Autore: Redazione MTV News Data: 3 luglio 2010 Commenta
Obama stanzia 2 miliardi di dollari per impianti a energia solare

Finanziamenti a due aziende: creeranno migliaia di posti lavoro

Milano, 3 lug. (Apcom) - Il presidente degli Stati Uniti Barack Obama, nel suo consueto discorso del sabato alla radio, ha annunciato lo stanziamento di circa 2 miliardi di dollari per lo sviluppo di nuovi impianti a energia solare che, a suo dire, creeranno migliaia di posti di lavoro e faciliteranno il ricorso dell'intero paese alle energie rinnovabili. Il provvedimento, afferma l'inquilino della Casa Bianca, rientra nell'ambito degli sforzi per un ulteriore sviluppo industriale negli States.

Due le società che riceveranno i fondi governativi, la Abengoa Solar e la Abound Solar Manufacturing. La prima costruirà uno degli impianti a energia solare più grandi del mondo in Arizona, creando circa 1.600 nuovi posti di lavoro; la seconda, invece, costruirà i suoi stabilimenti in Colorado e in Indiana. L'amministrazione Obama ritiene che questi progetti saranno in grado di creare oltre 2.000 posti di lavoro nel settore edile e altri 1.500 in altri campi a tempo indeterminato.

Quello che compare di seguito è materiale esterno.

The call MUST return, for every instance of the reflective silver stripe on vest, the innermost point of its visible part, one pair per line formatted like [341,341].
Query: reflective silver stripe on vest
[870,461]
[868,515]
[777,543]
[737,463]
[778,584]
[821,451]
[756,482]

L'annuncio di Obama giunge all'indomani dei dati in chiaroscuro comunicati sul mercato del lavoro negli Usa. A giugno il tasso di disoccupazione ha segnato un inatteso calo, al 9,5 per cento contro il 9,7 per cento del mese precedente. Ma allo stesso tempo a riflesso del venir meno di 225 mila posizioni temporanee che erano state create per un censimento nazionale, complessivamente sono stati persi 125 mila posti di lavoro, più del previsto. Nel solo settore privato sono stati creati 83 mila nuovi posti, in miglioramento rispetto a maggio ma meno dei 112 mila attesi in media dagli analisti.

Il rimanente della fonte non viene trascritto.